Document Splitting

Affinda's AI models are trained to assume a document only has a single instance of an invoice or other document type. However, a file often contains multiple different documents that need to be separated for the model to be effective in picking up all the relevant fields. This is particularly common in the Accounts Payable use case for paper invoices that have been scanned together into a single file.  

Automatic Document Splitting

Customers have the option to turn on 'Automated Document Splitting'. This functionality means that when a file is uploaded, Affinda will check to determine if there are multiple different documents (e.g. multiple invoices) within the original file and apply splits automatically where identified. This saves time and ensures that no documents are missed.

Enabling automatic document splitting

Activating the Automatic Document Splitting feature is easy. Navigate to the Workspace settings within the app and select the appropriate document splitting model for your use case and the documents in you Workspace.

By default, we offer a document splitting model for the Accounts Payable use case. This splitting model has been pre-configured to split when a new invoice or other AP document has been identified.

Additional custom splitting models can be applied to a customer's Organization that understands the specific use case, documents processed and requirements. To learn more about creating a custom splitting model, get in touch with Affinda to find out more.

Editing the split

While the document splitter automatically splits a document, users will still have the option to manually split or combine documents again through the 'Edit' pages functionality.
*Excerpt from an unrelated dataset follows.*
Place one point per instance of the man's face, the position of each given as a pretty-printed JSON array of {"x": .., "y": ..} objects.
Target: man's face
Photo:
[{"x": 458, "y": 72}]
This gives you full control over your documents, even after the initial split (see below for more information).

Manual Splitting (or Editing the Automated Split)

Within the validation interface, we provide the option for users to 'Edit Pages'. This will bring up a new interface that will allow users to split the document into multiple parts, as well as delete irrelevant pages and rotate pages to be the right way up. 

What happens when a document is split?

If there are any edits made to the file, the AI model will re-parse the data to give the most accurate predictions. Any field validations made will be lost.

When a document is split into multiple components, new files are created in your account. These new files are created with a suffix added to the file name (e.g. [filename]_1, [filename]_2, etc..).

Within the API response of the original file, users will also be able to find the identifier of the new files created, so that they can then get the data from these newly created files. The PDF file of the documents is also included in the response so that new documents created can be added to your platform.